Kaino tells a story in his biography about the tough love occasionally handed out by Collins, who played 48 tests between 2001 and 2007 and was one of the hardest tacklers to have played the game.

During his early days in the All Blacks squad, Kaino arrived for training without learning the lineout calls and received a literal clip around the ear from Collins as a result.

“It hurt. It was also justified,” Kaino wrote. “I think Jerry took it on himself to guide all the Polynesian boys and make sure they were up to scratch. We could muck around all we wanted outside the All Black environment, but when we were there we had to get our shit together. I didn’t. He made sure I knew my stuff.

“That’s the Samoan way of guys helping each other out. It’s ‘bang!’”

Kaino added in My Story: “One part of his game that I really admired and wanted in mine was his defence. I always loved the physical side of things but early on I didn’t have the courage that he had. Looking at Jerry, he wasn’t a big guy. He wasn’t tall or wide, he was just courageous. When he tackled, he was vicious. He was a real enforcer.”

That’s what Kaino became too and it’s one special ingredient the All Blacks have been missing since he departed three years ago. 

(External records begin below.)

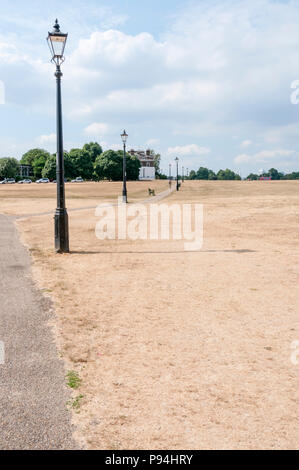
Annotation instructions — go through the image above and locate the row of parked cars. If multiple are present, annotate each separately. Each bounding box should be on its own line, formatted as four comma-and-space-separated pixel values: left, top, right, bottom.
0, 176, 84, 184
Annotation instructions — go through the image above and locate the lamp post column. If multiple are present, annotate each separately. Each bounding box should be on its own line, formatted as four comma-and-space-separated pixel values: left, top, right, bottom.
123, 142, 128, 203
55, 65, 69, 253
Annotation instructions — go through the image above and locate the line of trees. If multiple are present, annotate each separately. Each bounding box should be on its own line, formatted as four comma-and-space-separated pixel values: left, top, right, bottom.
187, 167, 299, 180
187, 166, 241, 180
0, 142, 141, 181
246, 168, 299, 180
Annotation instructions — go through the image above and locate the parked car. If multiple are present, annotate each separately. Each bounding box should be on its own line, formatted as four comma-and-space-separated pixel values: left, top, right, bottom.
36, 178, 50, 184
72, 176, 84, 183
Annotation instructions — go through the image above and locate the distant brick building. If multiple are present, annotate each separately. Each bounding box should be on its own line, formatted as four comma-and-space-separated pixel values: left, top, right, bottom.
128, 149, 156, 180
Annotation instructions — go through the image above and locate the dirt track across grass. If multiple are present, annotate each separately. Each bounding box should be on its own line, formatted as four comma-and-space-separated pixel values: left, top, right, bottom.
3, 181, 299, 449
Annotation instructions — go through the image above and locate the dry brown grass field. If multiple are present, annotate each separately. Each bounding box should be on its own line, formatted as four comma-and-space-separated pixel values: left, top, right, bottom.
0, 181, 299, 449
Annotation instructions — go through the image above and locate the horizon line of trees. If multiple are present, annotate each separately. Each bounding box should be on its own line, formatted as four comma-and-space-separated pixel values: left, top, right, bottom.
185, 167, 299, 181
0, 142, 144, 181
0, 150, 299, 181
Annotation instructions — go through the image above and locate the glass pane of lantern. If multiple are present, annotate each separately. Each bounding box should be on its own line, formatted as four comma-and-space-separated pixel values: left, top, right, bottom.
50, 36, 66, 57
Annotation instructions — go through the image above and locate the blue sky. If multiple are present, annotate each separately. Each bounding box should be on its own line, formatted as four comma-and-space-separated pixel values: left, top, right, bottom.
0, 0, 299, 176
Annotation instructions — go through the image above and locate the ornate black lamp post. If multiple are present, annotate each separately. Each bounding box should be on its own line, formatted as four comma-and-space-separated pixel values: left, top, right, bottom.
121, 131, 128, 204
174, 157, 180, 191
47, 20, 69, 253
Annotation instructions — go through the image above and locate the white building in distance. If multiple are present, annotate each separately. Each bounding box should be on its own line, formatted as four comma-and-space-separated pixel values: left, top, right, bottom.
128, 149, 156, 181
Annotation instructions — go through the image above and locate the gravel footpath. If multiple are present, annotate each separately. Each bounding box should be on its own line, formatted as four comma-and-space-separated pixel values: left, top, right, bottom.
0, 215, 78, 449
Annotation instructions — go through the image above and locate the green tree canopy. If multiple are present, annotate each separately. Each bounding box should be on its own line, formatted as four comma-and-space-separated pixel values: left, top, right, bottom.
42, 152, 75, 180
69, 149, 94, 180
217, 168, 241, 180
196, 166, 209, 180
94, 150, 140, 181
83, 142, 103, 163
42, 155, 56, 180
20, 149, 50, 166
0, 158, 20, 179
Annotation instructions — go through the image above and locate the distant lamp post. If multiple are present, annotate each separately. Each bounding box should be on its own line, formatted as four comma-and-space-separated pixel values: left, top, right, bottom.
121, 131, 128, 204
174, 157, 179, 191
47, 20, 70, 253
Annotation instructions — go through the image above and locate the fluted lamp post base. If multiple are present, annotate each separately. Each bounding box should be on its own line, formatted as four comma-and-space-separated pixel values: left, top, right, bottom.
54, 209, 70, 253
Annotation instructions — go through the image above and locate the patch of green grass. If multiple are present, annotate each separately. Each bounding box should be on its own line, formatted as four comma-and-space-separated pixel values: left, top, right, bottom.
66, 370, 82, 389
67, 395, 84, 413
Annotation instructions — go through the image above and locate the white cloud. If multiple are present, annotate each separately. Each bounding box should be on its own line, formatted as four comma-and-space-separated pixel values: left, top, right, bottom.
84, 122, 109, 138
167, 144, 211, 156
241, 140, 252, 147
234, 149, 299, 164
0, 0, 299, 173
37, 134, 56, 144
145, 139, 160, 146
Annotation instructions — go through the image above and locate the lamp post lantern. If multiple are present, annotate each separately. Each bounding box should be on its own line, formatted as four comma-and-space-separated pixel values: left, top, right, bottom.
174, 157, 179, 191
121, 131, 128, 204
47, 20, 69, 253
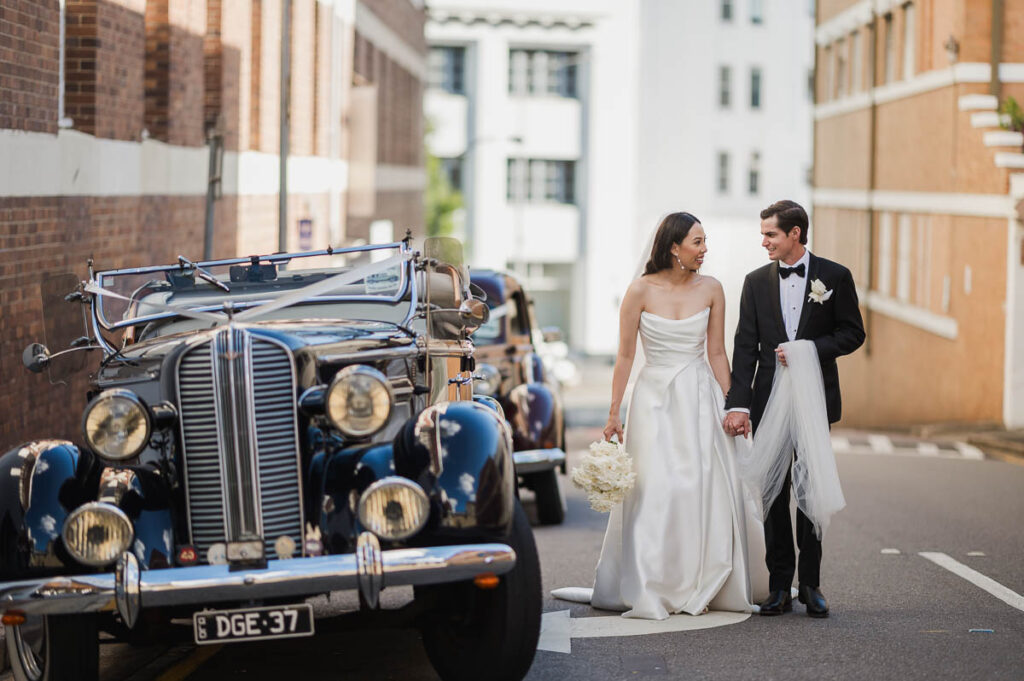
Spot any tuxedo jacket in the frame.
[725,253,864,428]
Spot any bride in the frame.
[591,213,768,620]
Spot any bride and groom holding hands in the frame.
[569,201,864,620]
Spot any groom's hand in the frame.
[722,412,751,437]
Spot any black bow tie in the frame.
[778,262,807,279]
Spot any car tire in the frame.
[421,502,542,681]
[530,468,565,525]
[4,614,99,681]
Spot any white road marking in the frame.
[919,551,1024,610]
[537,610,751,653]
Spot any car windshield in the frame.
[92,243,410,329]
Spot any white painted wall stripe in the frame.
[919,551,1024,610]
[813,186,1024,218]
[814,61,1024,121]
[0,130,378,197]
[355,3,427,81]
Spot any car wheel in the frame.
[529,468,565,525]
[422,502,541,681]
[4,614,99,681]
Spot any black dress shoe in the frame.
[797,586,828,618]
[761,589,793,615]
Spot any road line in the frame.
[156,645,224,681]
[918,551,1024,610]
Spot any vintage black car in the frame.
[0,239,541,681]
[472,269,565,524]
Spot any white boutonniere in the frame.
[807,279,833,305]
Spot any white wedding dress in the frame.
[590,308,768,620]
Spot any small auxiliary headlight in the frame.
[61,502,135,567]
[359,476,430,541]
[82,389,152,461]
[473,364,502,397]
[327,365,392,437]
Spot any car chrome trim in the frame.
[512,448,565,475]
[0,544,516,614]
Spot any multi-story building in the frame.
[0,0,426,445]
[812,0,1024,426]
[426,0,813,354]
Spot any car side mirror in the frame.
[459,298,490,334]
[542,327,564,343]
[22,343,50,374]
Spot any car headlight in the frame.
[473,365,502,397]
[327,365,391,437]
[61,502,135,567]
[82,390,152,461]
[359,476,430,541]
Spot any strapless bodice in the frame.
[640,307,711,368]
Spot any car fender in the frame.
[505,383,564,452]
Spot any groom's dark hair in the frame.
[761,199,809,245]
[643,212,700,274]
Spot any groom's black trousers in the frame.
[765,467,821,592]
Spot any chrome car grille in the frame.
[178,327,303,562]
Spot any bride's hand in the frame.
[604,416,623,442]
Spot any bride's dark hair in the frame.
[643,213,700,275]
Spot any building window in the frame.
[751,0,765,24]
[746,152,761,197]
[718,152,729,194]
[428,46,466,94]
[882,13,896,83]
[903,2,916,80]
[509,49,580,97]
[437,157,462,191]
[506,159,575,204]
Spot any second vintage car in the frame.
[472,269,565,524]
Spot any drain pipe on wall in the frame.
[278,0,292,252]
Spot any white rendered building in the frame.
[425,0,814,354]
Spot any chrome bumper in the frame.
[0,533,515,626]
[512,448,565,475]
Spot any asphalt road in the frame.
[0,429,1024,681]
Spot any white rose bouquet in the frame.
[572,440,637,513]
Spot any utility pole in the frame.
[278,0,292,251]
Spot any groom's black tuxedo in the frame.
[725,253,864,428]
[725,254,864,594]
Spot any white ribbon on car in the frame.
[85,253,412,326]
[736,340,846,539]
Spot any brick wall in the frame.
[0,0,60,133]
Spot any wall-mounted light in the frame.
[942,35,959,63]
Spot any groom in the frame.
[723,201,864,618]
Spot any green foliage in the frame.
[423,121,463,237]
[999,97,1024,132]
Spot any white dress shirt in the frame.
[778,249,811,340]
[729,249,811,414]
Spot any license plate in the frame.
[193,603,313,645]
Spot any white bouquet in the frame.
[572,440,637,513]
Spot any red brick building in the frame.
[0,0,426,448]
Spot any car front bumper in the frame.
[0,533,516,627]
[512,448,565,475]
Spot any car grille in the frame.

The game has changed since but the importance of dominant tackles hasn’t, and, while the hardness of Cane’s shoulders cannot be easily dismissed, the new All Blacks skipper doesn’t yet bring the intimidation factor that Kaino did, or that Collins did before him.

“He was hugely intimidating because of his strength and toughness,” Smith says of Kaino. “He had steel in those shoulders. But he was never dirty. He was never one to throw a punch or intimidate that way. He just intimidated through his ability, toughness and the concrete he had in his body. He became revered around the world. When he was playing there was a different respect for the team.

“He was very tough. Anyone who saw that tackle in the World Cup semi-final in 2011 against Australia when he held up Digby Ioane over the line and drove him back – basically picked him up and drove him backwards – when they should have scored, it was phenomenal. That wasn’t built in the gym, I think a lot of that is in his genes. 

“He was hugely blessed with speed, strength, resilience, talent. He had everything and once he matched that with commitment and drive then he reached his potential.”

When Kaino walked off Eden Park three years ago, he did it as a complete player, one with little to prove (apart from perhaps domestic success which he has since achieved at Toulouse), and an All Blacks legend. 

“To me that encompasses why he was so great. He’d found what it took and he was driven constantly to reach the standards in the jersey that Jerry had reached.”

Wayne Smith

It just took time, including a false start in 2006 when he played a couple of tests against Ireland and wasn’t required again until a couple of years later.

That, Smith says, is important to remember when considering the latest crop of blindside flankers and why it has been so difficult to replace someone who may just turn out to be irreplaceable.

“Jerome had time – four years from 2004 until 2008 when we knew how good he could be,” Smith says. “So I think we have to give others time as well. In Liam Squire, a great fella with a huge amount of talent, we saw one who was capable of taking that jersey. He had some injuries and has fallen out of the game a wee bit. I really like the look of Shannon Frizell from the Highlanders and Luke Jacobson from the Chiefs. Tom Robinson at the Blues, Cullen Grace at the Crusaders – there are the people around to grab that jersey. I guess they have to find what it takes, just as Jerome found it.”